The question here presented is as to the correctness of the ruling made at the plaintiff’s request that on all the evidence the plaintiff should recover. No question appears to be raised as to the findings of negligence on the part of the defendant or of due care on the part of the plaintiff. The defendant contends, however, that having found the plaintiff a licensee, the only duty the defendant owed him was to refrain from wilful, wanton or reckless conduct.

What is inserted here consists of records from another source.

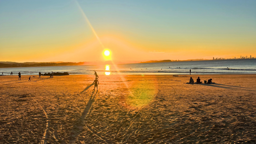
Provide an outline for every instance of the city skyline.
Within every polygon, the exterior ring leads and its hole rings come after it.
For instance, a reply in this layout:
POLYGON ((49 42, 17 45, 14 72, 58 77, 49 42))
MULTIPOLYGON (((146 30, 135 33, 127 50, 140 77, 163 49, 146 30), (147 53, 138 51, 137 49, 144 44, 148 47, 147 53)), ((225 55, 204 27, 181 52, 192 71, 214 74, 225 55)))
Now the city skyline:
POLYGON ((0 61, 256 56, 255 1, 184 2, 1 1, 0 61))

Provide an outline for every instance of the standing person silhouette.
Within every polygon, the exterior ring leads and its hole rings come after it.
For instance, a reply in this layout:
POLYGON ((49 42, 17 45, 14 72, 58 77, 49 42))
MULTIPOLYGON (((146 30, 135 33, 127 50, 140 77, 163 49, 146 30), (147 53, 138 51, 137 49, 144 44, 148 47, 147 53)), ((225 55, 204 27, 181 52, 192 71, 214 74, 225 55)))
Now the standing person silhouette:
POLYGON ((97 73, 96 72, 96 71, 94 71, 94 75, 95 75, 95 77, 96 77, 99 78, 99 76, 98 76, 98 74, 97 74, 97 73))
POLYGON ((19 72, 18 74, 19 74, 19 80, 21 80, 21 73, 20 73, 20 72, 19 72))
POLYGON ((99 82, 99 81, 97 80, 97 77, 95 77, 95 80, 94 80, 94 89, 93 89, 93 90, 95 90, 95 87, 97 87, 97 91, 98 91, 98 84, 99 84, 100 83, 99 82))

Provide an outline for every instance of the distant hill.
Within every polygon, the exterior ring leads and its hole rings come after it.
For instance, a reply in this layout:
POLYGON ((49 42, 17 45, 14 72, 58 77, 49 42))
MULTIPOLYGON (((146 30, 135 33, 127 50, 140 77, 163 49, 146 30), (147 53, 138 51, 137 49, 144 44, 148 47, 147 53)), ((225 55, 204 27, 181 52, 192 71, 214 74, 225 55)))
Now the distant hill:
POLYGON ((149 61, 140 62, 141 63, 154 63, 156 62, 172 62, 171 60, 150 60, 149 61))

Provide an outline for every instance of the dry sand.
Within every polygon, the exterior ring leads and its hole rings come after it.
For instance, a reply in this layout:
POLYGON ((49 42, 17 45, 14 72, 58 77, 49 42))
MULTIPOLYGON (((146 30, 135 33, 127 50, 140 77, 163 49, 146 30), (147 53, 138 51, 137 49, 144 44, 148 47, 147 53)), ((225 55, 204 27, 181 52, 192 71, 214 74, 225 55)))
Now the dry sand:
POLYGON ((0 76, 0 143, 256 143, 256 75, 32 76, 0 76))

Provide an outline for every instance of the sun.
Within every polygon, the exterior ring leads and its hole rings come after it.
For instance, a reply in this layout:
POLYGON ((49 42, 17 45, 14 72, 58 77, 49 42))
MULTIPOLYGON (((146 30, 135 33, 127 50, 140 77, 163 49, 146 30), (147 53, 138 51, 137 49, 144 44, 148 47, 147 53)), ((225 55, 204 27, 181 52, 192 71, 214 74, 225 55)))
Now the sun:
POLYGON ((104 51, 104 55, 106 56, 109 56, 110 54, 110 52, 109 50, 105 50, 104 51))

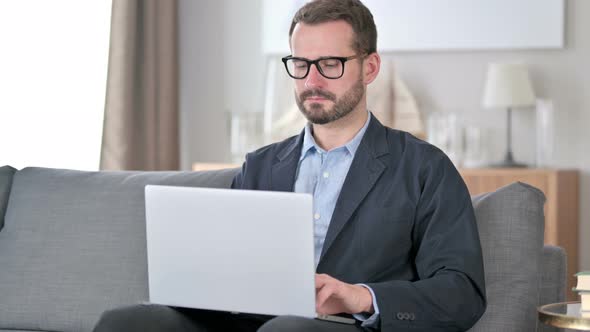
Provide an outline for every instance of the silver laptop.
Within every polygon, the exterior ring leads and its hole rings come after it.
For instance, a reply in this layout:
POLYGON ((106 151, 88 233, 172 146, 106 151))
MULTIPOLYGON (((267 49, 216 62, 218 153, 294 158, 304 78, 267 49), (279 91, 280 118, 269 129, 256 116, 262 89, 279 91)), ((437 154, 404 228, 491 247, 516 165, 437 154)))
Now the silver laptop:
POLYGON ((145 201, 150 302, 318 318, 311 195, 148 185, 145 201))

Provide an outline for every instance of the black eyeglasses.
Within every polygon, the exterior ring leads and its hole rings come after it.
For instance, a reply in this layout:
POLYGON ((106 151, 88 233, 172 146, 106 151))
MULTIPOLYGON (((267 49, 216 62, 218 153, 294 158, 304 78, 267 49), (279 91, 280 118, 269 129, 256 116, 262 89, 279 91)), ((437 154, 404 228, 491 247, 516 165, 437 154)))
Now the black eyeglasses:
POLYGON ((325 78, 332 80, 338 79, 344 75, 344 63, 348 60, 363 57, 363 54, 356 54, 349 57, 321 57, 316 60, 309 60, 306 58, 298 58, 294 56, 286 56, 282 58, 285 64, 285 69, 289 76, 296 80, 304 79, 309 74, 309 68, 311 65, 315 65, 320 74, 325 78))

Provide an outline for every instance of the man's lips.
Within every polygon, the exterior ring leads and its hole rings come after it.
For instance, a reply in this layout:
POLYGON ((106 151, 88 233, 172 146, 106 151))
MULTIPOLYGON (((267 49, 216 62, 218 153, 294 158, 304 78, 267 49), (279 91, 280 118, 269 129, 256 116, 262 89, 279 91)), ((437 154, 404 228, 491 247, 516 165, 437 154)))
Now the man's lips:
POLYGON ((307 97, 306 100, 317 102, 317 101, 324 101, 324 100, 328 100, 328 99, 326 99, 324 97, 307 97))

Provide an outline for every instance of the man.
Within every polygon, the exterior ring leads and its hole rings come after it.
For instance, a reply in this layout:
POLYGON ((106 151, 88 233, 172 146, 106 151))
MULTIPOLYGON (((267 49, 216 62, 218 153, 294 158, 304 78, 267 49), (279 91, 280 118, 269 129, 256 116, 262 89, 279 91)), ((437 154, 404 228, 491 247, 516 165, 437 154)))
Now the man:
POLYGON ((367 110, 366 87, 380 66, 369 10, 358 0, 313 1, 295 14, 289 34, 292 55, 283 62, 309 124, 248 154, 232 187, 313 194, 316 309, 351 314, 358 324, 135 306, 105 313, 96 331, 157 324, 464 331, 483 314, 481 247, 465 184, 440 150, 382 126, 367 110))

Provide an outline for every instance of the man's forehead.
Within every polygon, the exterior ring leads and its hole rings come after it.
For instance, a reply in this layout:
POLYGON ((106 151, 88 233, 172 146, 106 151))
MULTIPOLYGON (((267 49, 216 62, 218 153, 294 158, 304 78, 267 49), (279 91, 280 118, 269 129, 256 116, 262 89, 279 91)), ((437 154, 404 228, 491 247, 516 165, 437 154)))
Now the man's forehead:
POLYGON ((291 53, 296 56, 348 56, 353 52, 354 32, 345 21, 317 24, 297 23, 291 36, 291 53))

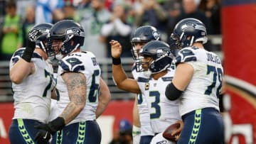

We are of the opinion the plaintiff’s rights are not limited to the rights of a licensee, and that the Court rightly held the defendant liable for negligence. In the instant case, as in that of Hickey vs. Waltham, 159 Mass. 460, access to the plaintiff’s residence was rendered difficult by the trench and the piled up earth, and it was entirely practicable and proper, as the Court there said, to make a pathway through the pile of earth, and to lay a plank across the trench to make access to the plaintiff’s property easy and safe. In so doing the defendant may be considered as impliedly inviting pedestrians to make use of the pathway and plank provided for that purpose and which the public had a right to suppose would be safe. In other words, the defendant was bound to exercise reasonable care and diligence to protect those whom he had impliedly invited to make use of the means he had provided for crossing the trench. [293]*293Stoliker vs. Boston, 204 Mass. 522, Jones vs. Collins, 188 Mass. 55, Hickey vs. Waltham, 159 Mass. 460, Murphy vs. Hugh Nawn Contracting Co., 223 Mass., 404. While involving a different set of facts, we believe the instant case comes within the general doctrine set forth in Plummer vs. Dill, 156 Mass. 426, in which the Court said, “There is a class of cases to which Sweeney vs. Old Colony & Newport Railroad, 10 Allen 368 and Holmes vs. Drew, 151 Mass. 578 belong, which stand on a ground peculiar to themselves. They are where the defendant by his conduct has induced the public to use a way in the belief that it is a street or public way which all have a right to use, and where they suppose they will be safe. The inducement, or implied invitation, in these cases, is not to come to a place of business fitted up by the defendant for traffic, to which those only are invited who will do business with the occupant, nor is it to come by permission, or favor, or license, but it is to come as one of the public and enjoy a public right, in the enjoyment of which one may expect to be protected. The liability in such a case should be co-extensive with the inducement or implied invitation.”
There has been no prejudicial error and the report is dismissed.